Calcula qui-quadrado para 2x2: variante A (visitas, conversões) vs B. χ²>3.84 = significante p<0.05.

χ² + p<0.05

A/B test significance with chi-square

Lay out your data as a 2×2 table (variant A/B against converted/not converted) and Pearson's chi-square asks one question: do the conversion rates actually differ? The statistic is χ² = Σ (O − E)² / E with 1 degree of freedom, and the expected counts come from E = (row total × column total) / grand total. You reject H₀ (no difference) once p < 0.05, which lines up with χ² > 3.84. Take A = 80/1000 (8%) versus B = 110/1000 (11%): that works out to χ² ≈ 5.0 and p ≈ 0.025, so the lift is real. Work out your sample size ahead of time with Casagrande-Pike so the test isn't underpowered. And watch the temptation to peek at running totals — that inflates type I error. Lock in your n beforehand, or switch to a Bayesian A/B setup with credible intervals.

Applications

Conversion-rate optimization (CRO), UI tweaks like button color or layout, tests on email copy and subject lines, pricing-page experiments, paid-ads creative splits, and product calls made on data in platforms such as Optimizely and VWO (Google Optimize shut down in 2023).

FAQ

Chi-square or two-proportion z-test? On a 2×2 table they're the same thing, mathematically: z² = χ². Go with whatever your stack already reports.

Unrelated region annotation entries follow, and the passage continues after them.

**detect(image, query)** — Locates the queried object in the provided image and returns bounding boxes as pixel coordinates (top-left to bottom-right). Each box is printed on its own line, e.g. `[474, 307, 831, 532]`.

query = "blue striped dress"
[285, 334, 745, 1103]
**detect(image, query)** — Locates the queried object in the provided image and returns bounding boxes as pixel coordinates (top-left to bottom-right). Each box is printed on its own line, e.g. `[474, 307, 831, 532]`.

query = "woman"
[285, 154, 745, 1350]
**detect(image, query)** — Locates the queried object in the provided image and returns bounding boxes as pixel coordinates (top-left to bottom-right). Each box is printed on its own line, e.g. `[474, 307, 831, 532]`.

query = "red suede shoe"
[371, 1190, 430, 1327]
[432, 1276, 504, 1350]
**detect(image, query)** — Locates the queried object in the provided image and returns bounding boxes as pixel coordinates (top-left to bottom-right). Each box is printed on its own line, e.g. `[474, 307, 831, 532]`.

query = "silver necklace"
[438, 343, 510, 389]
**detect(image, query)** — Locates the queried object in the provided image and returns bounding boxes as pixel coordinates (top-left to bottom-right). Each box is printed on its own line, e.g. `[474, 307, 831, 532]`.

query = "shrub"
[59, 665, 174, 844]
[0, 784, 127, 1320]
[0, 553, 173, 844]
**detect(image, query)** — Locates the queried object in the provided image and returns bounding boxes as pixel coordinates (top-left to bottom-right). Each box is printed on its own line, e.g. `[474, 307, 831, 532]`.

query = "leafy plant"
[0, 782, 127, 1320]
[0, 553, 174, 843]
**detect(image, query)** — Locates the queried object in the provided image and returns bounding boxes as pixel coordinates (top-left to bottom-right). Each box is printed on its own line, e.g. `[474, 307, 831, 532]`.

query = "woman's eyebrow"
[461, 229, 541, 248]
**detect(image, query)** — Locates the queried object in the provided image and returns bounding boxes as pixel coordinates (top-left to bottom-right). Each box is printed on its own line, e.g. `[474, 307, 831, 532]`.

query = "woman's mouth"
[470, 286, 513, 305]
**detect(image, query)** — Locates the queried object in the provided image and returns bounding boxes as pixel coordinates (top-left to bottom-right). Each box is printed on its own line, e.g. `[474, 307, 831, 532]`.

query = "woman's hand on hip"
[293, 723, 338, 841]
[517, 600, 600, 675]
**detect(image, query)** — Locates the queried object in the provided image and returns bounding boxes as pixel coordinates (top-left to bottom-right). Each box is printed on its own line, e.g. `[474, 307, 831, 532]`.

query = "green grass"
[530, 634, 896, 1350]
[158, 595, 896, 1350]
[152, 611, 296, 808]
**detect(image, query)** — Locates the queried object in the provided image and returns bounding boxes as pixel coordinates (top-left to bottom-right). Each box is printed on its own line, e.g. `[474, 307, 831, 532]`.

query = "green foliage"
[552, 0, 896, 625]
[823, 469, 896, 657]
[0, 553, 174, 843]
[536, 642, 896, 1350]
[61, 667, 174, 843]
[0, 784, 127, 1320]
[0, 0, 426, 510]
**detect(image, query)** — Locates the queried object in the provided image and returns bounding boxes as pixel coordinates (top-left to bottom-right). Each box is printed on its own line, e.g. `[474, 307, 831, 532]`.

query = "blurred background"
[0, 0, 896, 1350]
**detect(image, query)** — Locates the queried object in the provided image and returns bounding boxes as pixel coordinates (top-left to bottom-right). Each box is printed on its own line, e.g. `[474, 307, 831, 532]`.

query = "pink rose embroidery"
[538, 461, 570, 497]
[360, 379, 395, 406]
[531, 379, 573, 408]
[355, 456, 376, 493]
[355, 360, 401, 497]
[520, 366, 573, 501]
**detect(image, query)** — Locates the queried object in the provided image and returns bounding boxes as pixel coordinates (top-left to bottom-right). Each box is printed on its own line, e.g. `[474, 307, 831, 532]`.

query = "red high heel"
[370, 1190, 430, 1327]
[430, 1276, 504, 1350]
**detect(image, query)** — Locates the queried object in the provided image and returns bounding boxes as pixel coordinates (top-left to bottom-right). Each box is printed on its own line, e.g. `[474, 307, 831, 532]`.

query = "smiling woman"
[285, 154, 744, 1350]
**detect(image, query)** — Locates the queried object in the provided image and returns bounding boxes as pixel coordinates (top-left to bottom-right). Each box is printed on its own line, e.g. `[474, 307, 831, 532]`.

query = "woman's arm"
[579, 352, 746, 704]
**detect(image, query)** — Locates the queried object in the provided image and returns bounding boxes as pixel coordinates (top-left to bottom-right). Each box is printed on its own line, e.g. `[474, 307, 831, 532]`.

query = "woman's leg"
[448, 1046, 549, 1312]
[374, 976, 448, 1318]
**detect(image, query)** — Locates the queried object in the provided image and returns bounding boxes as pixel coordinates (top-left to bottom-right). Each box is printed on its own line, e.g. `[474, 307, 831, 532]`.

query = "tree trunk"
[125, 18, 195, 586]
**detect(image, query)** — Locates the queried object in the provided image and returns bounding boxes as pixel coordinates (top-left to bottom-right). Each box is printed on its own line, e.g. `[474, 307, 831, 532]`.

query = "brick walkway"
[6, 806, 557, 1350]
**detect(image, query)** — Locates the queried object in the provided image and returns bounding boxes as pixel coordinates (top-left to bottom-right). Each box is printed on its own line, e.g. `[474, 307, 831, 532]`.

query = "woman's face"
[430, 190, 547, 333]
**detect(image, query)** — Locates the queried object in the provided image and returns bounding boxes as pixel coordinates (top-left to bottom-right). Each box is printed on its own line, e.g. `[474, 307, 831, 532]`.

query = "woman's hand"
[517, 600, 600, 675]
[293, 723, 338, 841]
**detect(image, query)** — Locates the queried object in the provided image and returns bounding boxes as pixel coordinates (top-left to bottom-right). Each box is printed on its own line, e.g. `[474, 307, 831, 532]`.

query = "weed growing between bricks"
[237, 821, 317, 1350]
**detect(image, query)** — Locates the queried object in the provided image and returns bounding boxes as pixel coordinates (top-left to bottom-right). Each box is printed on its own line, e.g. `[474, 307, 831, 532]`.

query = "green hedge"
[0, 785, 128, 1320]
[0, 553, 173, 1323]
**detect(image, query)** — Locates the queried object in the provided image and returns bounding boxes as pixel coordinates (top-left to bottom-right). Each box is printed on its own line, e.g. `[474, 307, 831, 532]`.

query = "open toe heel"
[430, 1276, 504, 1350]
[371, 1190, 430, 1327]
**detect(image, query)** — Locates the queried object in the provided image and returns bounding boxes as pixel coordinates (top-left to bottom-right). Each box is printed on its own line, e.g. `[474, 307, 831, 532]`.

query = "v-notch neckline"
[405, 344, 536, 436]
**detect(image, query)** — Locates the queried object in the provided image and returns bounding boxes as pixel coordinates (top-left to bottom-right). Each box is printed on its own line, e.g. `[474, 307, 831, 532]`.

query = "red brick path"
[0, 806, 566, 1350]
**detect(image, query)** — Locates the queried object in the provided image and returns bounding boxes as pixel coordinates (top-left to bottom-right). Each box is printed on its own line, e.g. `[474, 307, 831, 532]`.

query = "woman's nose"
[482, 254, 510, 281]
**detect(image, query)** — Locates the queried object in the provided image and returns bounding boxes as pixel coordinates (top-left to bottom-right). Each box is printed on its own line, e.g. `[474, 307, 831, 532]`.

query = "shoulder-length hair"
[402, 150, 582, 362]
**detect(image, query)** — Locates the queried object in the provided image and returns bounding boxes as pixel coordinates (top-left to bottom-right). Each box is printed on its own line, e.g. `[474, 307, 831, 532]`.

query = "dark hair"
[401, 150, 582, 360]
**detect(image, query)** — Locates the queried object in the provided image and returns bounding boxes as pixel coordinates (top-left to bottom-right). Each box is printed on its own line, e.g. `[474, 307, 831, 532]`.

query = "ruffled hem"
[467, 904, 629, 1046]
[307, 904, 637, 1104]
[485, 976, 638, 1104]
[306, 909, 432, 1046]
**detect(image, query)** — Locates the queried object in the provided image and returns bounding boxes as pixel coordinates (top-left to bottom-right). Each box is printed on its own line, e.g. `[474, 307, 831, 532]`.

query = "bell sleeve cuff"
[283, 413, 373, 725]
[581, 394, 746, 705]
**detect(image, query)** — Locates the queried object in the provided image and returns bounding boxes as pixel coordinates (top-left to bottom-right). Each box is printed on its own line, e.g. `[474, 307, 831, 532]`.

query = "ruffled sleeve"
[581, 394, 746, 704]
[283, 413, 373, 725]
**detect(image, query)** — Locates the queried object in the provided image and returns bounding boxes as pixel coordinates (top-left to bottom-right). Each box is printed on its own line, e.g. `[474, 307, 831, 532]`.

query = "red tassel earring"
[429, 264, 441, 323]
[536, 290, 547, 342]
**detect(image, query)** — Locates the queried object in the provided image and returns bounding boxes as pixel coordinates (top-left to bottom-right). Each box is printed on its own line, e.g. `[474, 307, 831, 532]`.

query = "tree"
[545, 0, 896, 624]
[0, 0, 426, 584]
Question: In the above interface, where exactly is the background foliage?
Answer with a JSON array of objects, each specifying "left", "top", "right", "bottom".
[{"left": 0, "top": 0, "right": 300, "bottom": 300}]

What if expected counts are below 5? Reach for Fisher's exact test. The chi-square approximation gets unreliable on small samples.

Can I stop the test early once it hits significance? Don't. Naïve peeking pushes your false-positive rate well past 5%. If you need to look as data arrives, use sequential methods (mSPRT, group-sequential bounds) or Bayesian decision rules.